Cech has since refuted the claim, insisting he has never had a personal coach and never asked for one either. Judging by what he says, he seems to have genuine respect for Villas-Boas.

‘Every manager is different,’ he says. ‘But the people identifying problems at the club are making those judgments from the outside.

‘They are never at the training ground. They never see what we are doing on a daily basis. I know that everybody is looking only at the results, but sometimes it is not always a reflection of what is happening. And everybody with Andre is talking about his age when in football there is no such thing as age. There is only quality.

‘It’s about the talent, quality and character of the individual. Edwin van der Sar was still a top, top  goalkeeper at 40. If you have the quality and the character to win things, and the manager won  with a big club like Porto, then I am not worried about the age. He has the experience.

‘Whether you like or dislike a  manager is not important. There have been so many managers I have not liked but I might have liked the way they are working; the way they prepare the team, the way they organise the training. If they understand the game, I am happy.
‘You don’t have to love the manager, you don’t have to love the other players. You can hate half the dressing room but if you are happy to play with them on the same pitch that is all that matters.

‘In training we are doing some very interesting stuff and that gives me a lot of confidence.
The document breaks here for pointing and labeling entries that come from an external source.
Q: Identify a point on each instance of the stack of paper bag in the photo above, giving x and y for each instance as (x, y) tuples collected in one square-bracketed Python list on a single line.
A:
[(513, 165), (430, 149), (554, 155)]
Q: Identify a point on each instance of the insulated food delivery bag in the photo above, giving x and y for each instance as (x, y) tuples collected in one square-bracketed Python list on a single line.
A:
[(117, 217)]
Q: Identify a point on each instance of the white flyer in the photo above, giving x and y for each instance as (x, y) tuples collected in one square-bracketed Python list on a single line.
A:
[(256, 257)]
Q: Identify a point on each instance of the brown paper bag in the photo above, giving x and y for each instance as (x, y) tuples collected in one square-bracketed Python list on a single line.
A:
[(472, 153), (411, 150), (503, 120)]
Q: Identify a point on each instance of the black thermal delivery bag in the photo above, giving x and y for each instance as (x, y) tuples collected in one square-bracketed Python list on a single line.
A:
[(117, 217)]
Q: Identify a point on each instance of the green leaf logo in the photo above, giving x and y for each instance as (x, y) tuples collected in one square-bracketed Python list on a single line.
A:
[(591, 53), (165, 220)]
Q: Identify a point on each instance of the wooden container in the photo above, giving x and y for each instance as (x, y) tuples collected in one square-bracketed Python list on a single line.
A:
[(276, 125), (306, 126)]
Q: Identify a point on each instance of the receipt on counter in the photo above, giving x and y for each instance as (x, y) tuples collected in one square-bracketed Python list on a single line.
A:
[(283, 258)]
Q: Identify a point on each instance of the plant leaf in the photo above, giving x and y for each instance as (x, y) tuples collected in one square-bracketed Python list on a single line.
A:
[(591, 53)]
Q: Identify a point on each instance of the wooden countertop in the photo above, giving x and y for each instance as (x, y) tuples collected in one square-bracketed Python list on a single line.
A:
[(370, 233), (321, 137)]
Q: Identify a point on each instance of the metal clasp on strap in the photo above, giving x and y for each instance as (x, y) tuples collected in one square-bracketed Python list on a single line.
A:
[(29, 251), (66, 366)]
It gave me confidence even when things weren’t going so well in matches.’

But what about Scolari? What about this group of senior Chelsea players some managers might find intimidating?

‘I was really surprised by Scolari,’ he says. ‘If you think a player is a problem, if you think they are not good for the team, you take them away. You are the boss after all. Well, I played every game and I always gave my best, for the team and for the coach. When Scolari arrived I had big respect for what he had done. He was a world champion with Brazil and he did good things with Portugal. But it didn’t work out for him at Chelsea.

‘I will never do things for myself. For me the club and the team come first. Petr Cech is not important. I might be an important member of the team but compared to the club I am not important.’

And the dressing room? ‘If you are the manager it has to be a massive help that the dressing room is united,’ he says. ‘It’s a good working environment, easier to manage. The players should not be intimidating.

‘Yes, it’s a strong dressing room. We have a lot of experience and we have won things together. We have also had plenty of difficult moments and we have always managed to come through them as a group. We have had so many different managers but the strength of the team has remained and we have enjoyed great success.

‘You discover the character of the team in difficult moments. I think you have seen that character in the last couple of weeks. We have been through another tough period, and it’s not over yet. But I think we have found a way out. We are back on the right track.’

And with that Cech heads back to the driving range, to the nice chaps from TaylorMade he wants to fit him for a new set of golf clubs. You never know, they might even make him hit the ball more like Nick Faldo than Wayne Gretzky.